The Question:
Let $x_1,\dots,x_n$ be a large sample taken from a distribution with density function $f(x;\theta)$ where $\theta$ is a scalar parameter. Let $\ell (\theta)$ be the log-likelihood of the distribution, and $\hat \theta$ be the MLE of $\theta$.
How does the solution(s) for $\theta$ in
$$\ell (\theta) = \ell (\hat \theta) - 1.92$$
relate to an approximate $95$% confidence interval for $\theta$?

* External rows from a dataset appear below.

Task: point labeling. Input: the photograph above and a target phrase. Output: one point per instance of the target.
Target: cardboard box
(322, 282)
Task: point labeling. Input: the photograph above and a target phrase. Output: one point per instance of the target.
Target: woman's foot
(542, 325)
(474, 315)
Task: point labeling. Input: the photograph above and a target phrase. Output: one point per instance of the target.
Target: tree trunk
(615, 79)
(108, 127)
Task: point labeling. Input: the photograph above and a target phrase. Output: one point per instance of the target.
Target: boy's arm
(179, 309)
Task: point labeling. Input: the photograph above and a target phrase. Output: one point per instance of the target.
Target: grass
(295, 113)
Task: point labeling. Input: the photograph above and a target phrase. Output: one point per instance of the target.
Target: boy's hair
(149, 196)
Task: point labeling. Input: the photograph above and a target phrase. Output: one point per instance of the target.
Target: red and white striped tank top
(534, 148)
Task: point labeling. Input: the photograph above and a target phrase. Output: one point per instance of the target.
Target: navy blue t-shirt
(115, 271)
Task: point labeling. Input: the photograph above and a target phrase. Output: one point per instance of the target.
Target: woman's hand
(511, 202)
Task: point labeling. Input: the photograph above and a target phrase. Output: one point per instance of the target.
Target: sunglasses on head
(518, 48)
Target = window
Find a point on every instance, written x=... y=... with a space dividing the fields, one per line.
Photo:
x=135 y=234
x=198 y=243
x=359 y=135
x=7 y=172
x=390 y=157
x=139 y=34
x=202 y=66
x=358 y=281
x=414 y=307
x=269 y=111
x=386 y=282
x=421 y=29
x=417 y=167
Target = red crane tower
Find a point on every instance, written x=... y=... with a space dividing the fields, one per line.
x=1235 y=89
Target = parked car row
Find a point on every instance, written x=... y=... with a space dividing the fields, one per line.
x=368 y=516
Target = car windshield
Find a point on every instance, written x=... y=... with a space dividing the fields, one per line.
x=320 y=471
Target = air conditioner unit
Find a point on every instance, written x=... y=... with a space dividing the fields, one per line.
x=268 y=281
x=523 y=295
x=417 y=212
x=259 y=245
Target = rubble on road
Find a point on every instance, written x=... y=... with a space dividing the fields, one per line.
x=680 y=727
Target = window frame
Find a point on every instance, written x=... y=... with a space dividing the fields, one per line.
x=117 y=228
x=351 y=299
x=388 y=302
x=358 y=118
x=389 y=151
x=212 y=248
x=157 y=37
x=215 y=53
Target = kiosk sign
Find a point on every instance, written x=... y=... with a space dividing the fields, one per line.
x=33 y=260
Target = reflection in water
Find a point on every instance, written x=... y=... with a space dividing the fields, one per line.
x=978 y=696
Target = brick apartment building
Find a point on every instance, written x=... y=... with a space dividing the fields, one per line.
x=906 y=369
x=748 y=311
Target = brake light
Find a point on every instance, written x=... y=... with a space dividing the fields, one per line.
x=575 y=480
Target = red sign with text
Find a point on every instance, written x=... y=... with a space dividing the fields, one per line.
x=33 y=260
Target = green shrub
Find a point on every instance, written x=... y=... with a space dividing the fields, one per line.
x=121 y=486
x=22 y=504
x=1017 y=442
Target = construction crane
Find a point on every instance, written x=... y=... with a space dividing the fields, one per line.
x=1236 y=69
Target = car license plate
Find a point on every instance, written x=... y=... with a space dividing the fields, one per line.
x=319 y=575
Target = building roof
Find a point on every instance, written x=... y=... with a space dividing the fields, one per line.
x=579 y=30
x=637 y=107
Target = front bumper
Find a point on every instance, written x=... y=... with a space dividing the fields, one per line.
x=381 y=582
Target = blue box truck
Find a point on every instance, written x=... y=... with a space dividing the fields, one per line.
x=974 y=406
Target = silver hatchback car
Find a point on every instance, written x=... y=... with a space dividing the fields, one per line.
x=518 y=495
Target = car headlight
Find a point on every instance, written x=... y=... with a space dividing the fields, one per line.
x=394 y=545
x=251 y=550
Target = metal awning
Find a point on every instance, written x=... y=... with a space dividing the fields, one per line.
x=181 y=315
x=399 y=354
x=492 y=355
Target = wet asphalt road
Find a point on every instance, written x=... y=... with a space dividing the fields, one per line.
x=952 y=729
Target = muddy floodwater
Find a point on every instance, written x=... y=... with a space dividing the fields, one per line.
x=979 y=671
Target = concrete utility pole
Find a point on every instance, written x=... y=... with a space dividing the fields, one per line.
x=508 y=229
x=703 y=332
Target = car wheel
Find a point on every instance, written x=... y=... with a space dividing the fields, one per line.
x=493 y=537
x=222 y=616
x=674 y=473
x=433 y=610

Note: If $Z \sim \chi_1^2$, then $\Bbb P(Z≤3.84)=0.95$.
My Attempt:
I see that $3.84$ is twice of $1.92$, so it might be related to some two-tailed intervals?
By the CLT, we have that
\begin{align} & \sqrt{\Bbb E \bigg(-\frac{d^2 \ell}{d \theta^2} \bigg)}\big(\hat \theta - \theta \big) \approx N(0,1) \\ \implies & \Bbb E \bigg(-\frac{d^2 \ell}{d \theta^2} \bigg) \, \big(\hat \theta - \theta \big)^2 \approx \chi_1^2 \end{align}
and then I am stuck. Any hints?
Firstly, you need to get the Fisher information $ I(\theta) = \Bbb E \left(-\frac{d^2 \ell}{d \theta^2} \right)$. According to the CLT, we should have $\hat{\theta} - \theta \sim N\left(0, \frac{1}{nI(\theta)}\right)$.
Then, you can get the 95% confidence interval easily, right?